Der Bund hat dem Beschwerdeführer Aufwendungen in der Höhe von S 11.120,-- binnen zwei Wochen bei sonstiger Exekution zu ersetzen.
Begründung
Mit dem im Instanzenzug gemäß § 66 Abs. 4 AVG erlassenen Bescheid des Bundesministers für Inneres vom 29. Dezember 1993 wurde die Berufung des Beschwerdeführers - eines Staatsangehörigen der "jugoslawischen Föderation", der am 23. Februar 1992 in das Bundesgebiet eingereist ist und am 24. Februar 1992 den Asylantrag gestellt hat - gegen den Bescheid der Sicherheitsdirektion für das Bundesland Oberösterreich vom 27. März 1992 - mit dem festgestellt wurde, daß der Beschwerdeführer nicht Flüchtling im Sinne des Asylgesetzes (1968) und daher nicht zum Aufenthalt im Bundesgebiet berechtigt ist - abgewiesen und ausgesprochen, daß Österreich dem Beschwerdeführer kein Asyl gewährt.
Gegen diesen Bescheid richtet sich die vorliegende Beschwerde, in der Rechtswidrigkeit des Inhaltes des angefochtenen Bescheides sowie Rechtswidrigkeit infolge Verletzung von Verfahrensvorschriften geltend gemacht wird und über die der Verwaltungsgerichtshof in einem gemäß § 12 Abs. 1 Z. 2 VwGG gebildeten Senat erwogen hat:
Der nach seinem "Fluchtweg" befragte Beschwerdeführer hat bei seiner niederschriftlich festgehaltenen Vernehmung (durch die Sicherheitsdirektion für das Bundesland Oberösterreich) am 12. März 1992 u.a. angegeben, er sei von einem Freund in einem Kraftfahrzeug am 16. Februar 1992 nach Maribor (Marburg) gebracht worden. Bis zum 22. Februar 1992 habe er sich dort bei "verschiedenen Parteifreunden" aufgehalten.
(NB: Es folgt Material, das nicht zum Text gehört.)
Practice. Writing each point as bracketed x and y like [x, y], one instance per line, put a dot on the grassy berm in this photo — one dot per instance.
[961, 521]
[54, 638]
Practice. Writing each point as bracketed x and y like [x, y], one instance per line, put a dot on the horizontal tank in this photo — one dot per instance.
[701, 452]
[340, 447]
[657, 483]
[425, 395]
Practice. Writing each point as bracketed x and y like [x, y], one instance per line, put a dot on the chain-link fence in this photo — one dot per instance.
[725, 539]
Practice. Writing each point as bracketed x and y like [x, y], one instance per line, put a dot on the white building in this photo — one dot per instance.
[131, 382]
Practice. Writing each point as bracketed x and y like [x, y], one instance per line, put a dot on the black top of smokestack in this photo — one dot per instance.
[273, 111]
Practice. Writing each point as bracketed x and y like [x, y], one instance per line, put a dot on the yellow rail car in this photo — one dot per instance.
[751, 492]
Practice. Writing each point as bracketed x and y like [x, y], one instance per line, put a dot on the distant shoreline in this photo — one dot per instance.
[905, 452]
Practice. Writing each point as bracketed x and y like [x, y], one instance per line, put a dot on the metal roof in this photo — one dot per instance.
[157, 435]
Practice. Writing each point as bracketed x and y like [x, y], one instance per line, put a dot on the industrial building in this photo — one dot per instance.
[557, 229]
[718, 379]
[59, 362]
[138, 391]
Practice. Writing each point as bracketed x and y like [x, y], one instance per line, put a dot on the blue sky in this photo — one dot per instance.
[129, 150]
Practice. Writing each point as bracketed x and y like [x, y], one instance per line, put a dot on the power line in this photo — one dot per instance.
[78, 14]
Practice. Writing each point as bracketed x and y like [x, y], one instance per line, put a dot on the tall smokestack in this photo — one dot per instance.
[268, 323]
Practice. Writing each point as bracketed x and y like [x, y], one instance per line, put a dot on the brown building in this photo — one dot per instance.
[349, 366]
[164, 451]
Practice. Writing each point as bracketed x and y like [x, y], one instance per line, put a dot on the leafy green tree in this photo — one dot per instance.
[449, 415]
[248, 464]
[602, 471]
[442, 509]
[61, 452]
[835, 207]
An diesem Tag sei er dann von einem Freund mit einem Kraftfahrzeug zur slowenisch-österreichischen Grenze gebracht worden, welche er illegal überschritten habe.
Die Sicherheitsdirektion für das Bundesland Oberösterreich hat ihren abweislichen Bescheid damit begründet, daß dem Beschwerdeführer Flüchtlingseigenschaft im Sinne des § 1 Abs. 1 Asylgesetz (1968) nicht zukomme.
Die belangte Behörde hat die Abweisung der Berufung des Beschwerdeführers - ohne sich mit seiner Flüchtlingseigenschaft näher auseinanderzusetzen - ausschließlich darauf gestützt, daß der Beschwerdeführer bei seinem Aufenthalt in Slowenien vor seiner Einreise in das Bundesgebiet keiner Verfolgung ausgesetzt gewesen sei und auch nicht hätte befürchten müssen, ohne Prüfung seiner Fluchtgründe in sein Heimatland abgeschoben zu werden. Slowenien sei seit dem 27. September 1991 Mitgliedstaat der Genfer Flüchtlingskonvention und es spreche nichts dafür, daß es die aus dieser Mitgliedschaft sich ergebenden Verpflichtungen, insbesondere das in deren Art. 33 verankerte Refoulement-Verbot etwa vernachlässige. Der Beschwerdeführer hätte somit in Slowenien Verfolgungssicherheit erlangt.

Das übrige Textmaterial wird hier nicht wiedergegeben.